One of the frustrations that Ministers of Music deal with from time to time is that sometimes publishers decided to allow excellent pieces of music go “permanently out of print”. What that means is that, though they still own copyright, they are no longer publishing it. We have at least a couple of anthems that we have added to our library in the past few years that fall into that category. Fortunately I had a reference copy from which we could make copies for the choir (after securing permission and paying the appropriate licensing fees and royalties to the publisher). There is another piece (David Danner’s “Give Me Jesus”) that tried to order for my choir last week. It is also permanently out of print; however I do not have a reference copy so we will have to wait until I can borrow one. We regularly lend music to other churches from our music library and I have borrowed music from other churches for our use here.

I had an interesting conversation last Tuesday with the music director (part-time) at another church in our state.
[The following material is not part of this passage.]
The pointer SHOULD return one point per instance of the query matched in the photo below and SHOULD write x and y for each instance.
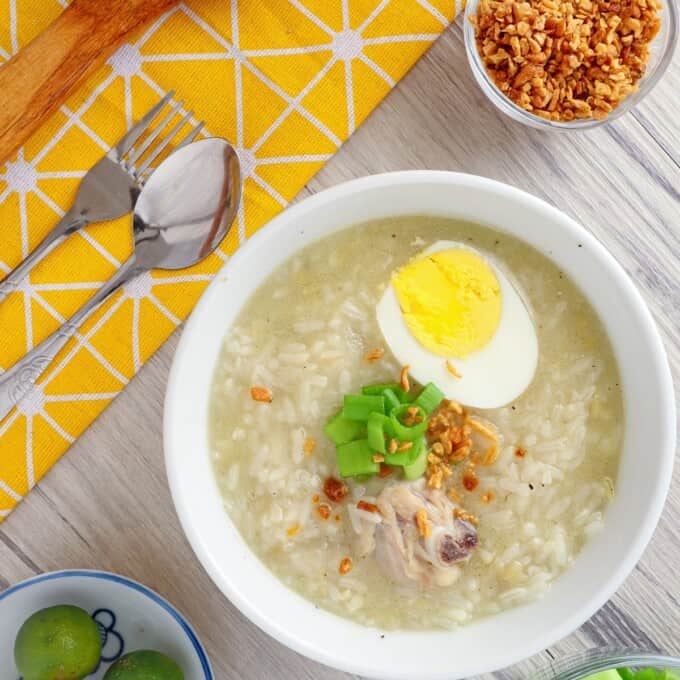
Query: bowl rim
(271, 622)
(503, 103)
(155, 598)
I’m looking for the accompaniment CD to a Children’s Christmas musical our Young Musicians director is considering for the Children’s Choirs. We have the books, but can’t find tape or CD for accompaniment in our library. If we can’t locate the accompaniment CD to borrow, we’re out of luck. I put out a query via e-mail and heard from someone who used to be music director at the church in question that they did the musical when he served there.

Long story short, I called this fellow and identified myself. He hasn’t had a chance to look for the CD yet, but he related that several years ago that he got a call from someone from this town asking if he were [name omitted], to which he replied in the affirmative. She asked if he were [name omitted] the music director. Again he answered yes. For further confirmation of his identity, she asked if he were [name omitted] the music director from [this town name]. He again answered yes. Then, he said, she proceeded to update him regarding people he did not know from Adam.

It turns out that there was another [name omitted], who had led music in a church here in [this town], who retired to that area a number of years ago (perhaps some of you may remember him). The [name omitted] with whom I spoke was indeed from [this town name], but from [this town name] in another state. That sparked another conversation because that town is not far at all from my wife's hometown. At any rate, I feel a connection with this gentleman now (nice fellow, too) because of some common ground we have walked. As I watched tropical storm Ernesto’s progress, I prayed for the few people I know on the Carolina coast … and for someone I just met over the phone Tuesday night.

What’s the point? How often do we miss an interesting acquaintance because we just blow through without pausing to connect? It can be risky at times, because to connect often means to care … but isn’t that why we’re here?

That’s enough to think about for now.